Question

A box contains 90 discs numbered from 1 to 90. If one disc is drawn from the box at random, find the probability that it bears a prime number less than 23.
A) $$\dfrac{7}{{90}}$$
B) $$\dfrac{{10}}{{90}}$$
C) $$\dfrac{4}{{45}}$$
D) $$\dfrac{9}{{89}}$$

Answer 1

Hint: We will first find all the prime numbers between 1 and 23 and calculate the frequency of such numbers. After that we will divide this number by 90 to get the required probability.

Complete step-by-step answer:
Let us first of all understand what do we mean by probability:
Probability is simply how likely something is to happen. Whenever we're unsure about the outcome of an event, we can talk about the probabilities of certain outcomes—how likely they are.
If we need to find the probability of a specific event E, when we have S as the total possible outcomes, then probability of E is given by $P(E) = \dfrac{{n(E)}}{{n(S)}}$, where P(E) is the required probability, n(E) is the number or outcomes in E and n(S) is the total number of possible outcomes in the experiment assuming each event is equally likely to happen.
Now, to solve the given question, we will have to find prime numbers less than 23 and greater than 1.
A prime number is an integer which only has two possible factors which are 1 and the number itself.
Hence, the prime numbers from 1 to 23 are 2, 3, 5, 7, 11, 13, 17, 19.
We see that we have 8 prime numbers between 1 and 23.
So, if we say E = event that when we get out a random disc, it bears a prime number less than 23, then n(E) = 8.
Now, we have 90 numbers to pull out of the box.

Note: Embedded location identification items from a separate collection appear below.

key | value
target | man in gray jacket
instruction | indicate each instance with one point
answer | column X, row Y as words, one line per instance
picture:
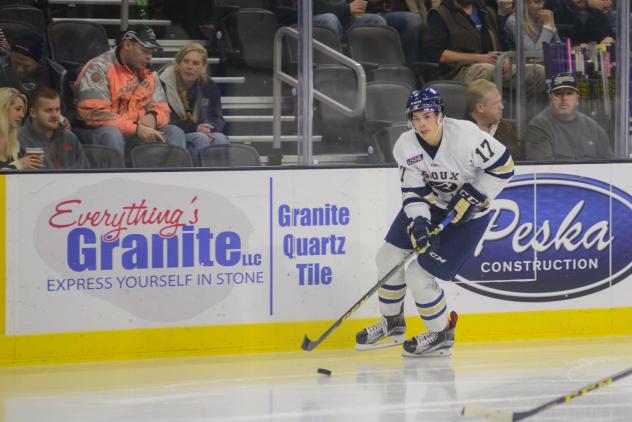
column 561, row 132
column 44, row 129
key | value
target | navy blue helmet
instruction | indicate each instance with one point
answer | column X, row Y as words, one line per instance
column 426, row 100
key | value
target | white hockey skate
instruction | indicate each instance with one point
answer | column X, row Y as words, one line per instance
column 432, row 343
column 387, row 332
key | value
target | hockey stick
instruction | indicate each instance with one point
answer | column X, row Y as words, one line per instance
column 478, row 411
column 309, row 345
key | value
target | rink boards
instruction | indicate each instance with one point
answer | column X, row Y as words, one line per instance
column 128, row 265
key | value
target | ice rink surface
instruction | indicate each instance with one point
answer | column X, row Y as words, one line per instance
column 364, row 386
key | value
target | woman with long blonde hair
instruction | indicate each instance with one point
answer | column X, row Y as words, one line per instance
column 13, row 107
column 194, row 99
column 538, row 27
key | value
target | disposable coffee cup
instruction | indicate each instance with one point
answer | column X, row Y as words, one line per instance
column 35, row 151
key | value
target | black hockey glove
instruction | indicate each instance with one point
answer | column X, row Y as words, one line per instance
column 465, row 201
column 419, row 233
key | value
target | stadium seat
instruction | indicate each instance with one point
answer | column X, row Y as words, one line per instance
column 63, row 36
column 453, row 93
column 229, row 155
column 341, row 133
column 319, row 33
column 385, row 116
column 103, row 157
column 251, row 48
column 379, row 51
column 14, row 29
column 30, row 15
column 160, row 156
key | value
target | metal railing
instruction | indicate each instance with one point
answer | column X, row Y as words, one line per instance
column 280, row 76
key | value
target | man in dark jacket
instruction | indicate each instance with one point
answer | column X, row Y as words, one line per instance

Hence, the total number of outcomes are 90.
Hence, n(S) = 90
Now applying the formula: $P(E) = \dfrac{{n(E)}}{{n(S)}}$, where P(E) is the required probability, n(E) is the number or outcomes in E and n(S) is the total number of possible outcomes in the experiment assuming each event is equally likely to happen.
We will have:- $P(E) = \dfrac{{n(E)}}{{n(S)}} = \dfrac{8}{{90}}$.
We see that there is no such option.
So simplifying it further, we have:
$P(E) = \dfrac{8}{{90}} = \dfrac{4}{{45}}$
Hence, we have $P(E) = \dfrac{4}{{45}}$.

Hence, the correct option is (C).

Note: The students might make the mistake of always simplifying the answer before matching the non simpler form to one of the options, which might be there in the options and thus not getting the answer as required. So, you must take care of matching that to options as well before simplifying it.
The students might include 1 or 23 or both in prime numbers but always keep in mind that 1 is neither prime nor composite, so we cannot have 1 and we need numbers strictly less than 23, so 23 cannot be there as well.